Hacker News new | past | comments | ask | show | jobs | submit login

Hi there, I have two question:

1 - Why did you choose Markdown? It seems an odd choice for training a model like this.

2 - Have you tried to train only one single PL and then benchmark it against this more general version?




1- We trained on languages that are most popular on Replit. Markdown is important because you need some amount of natural language in the data, and it will act as a sort of "natural language label" for code.

2- I like how portable it is being a single small model doing a lot of languages. Single code models are an approach that models like Salesforce/Codegen did that, but I believe we beat (or get very close) to their mono models on benchmarks.


Have you thought of finding or creating something like this [0]?

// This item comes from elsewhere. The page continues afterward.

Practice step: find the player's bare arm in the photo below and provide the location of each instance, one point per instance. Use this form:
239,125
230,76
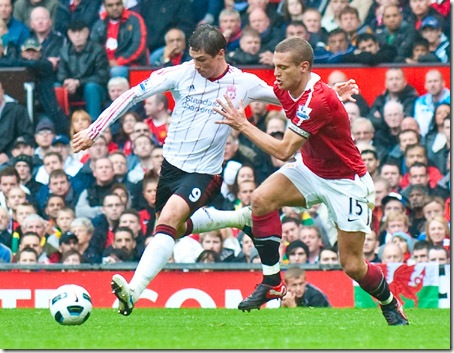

I created this as the basis for my origami folding descriptive language. I tried to find something similar, requirements being both well structured and English-like but couldn't find any, so I created it.

The origami folding app will hopefully be out in 2 weeks, so you can see how it's used.

[0] https://github.com/fuzzthink/mation-spec


They trained on https://huggingface.co/datasets/bigcode/the-stack-dedup which is a massive curated dataset accumulated from GitHub. Details are here: https://www.bigcode-project.org/docs/about/the-stack/

Many of the most-represented "languages" on GitHub are actually things like JSON, XML, HTML, CSV, text, markdown, YAML, and SVG.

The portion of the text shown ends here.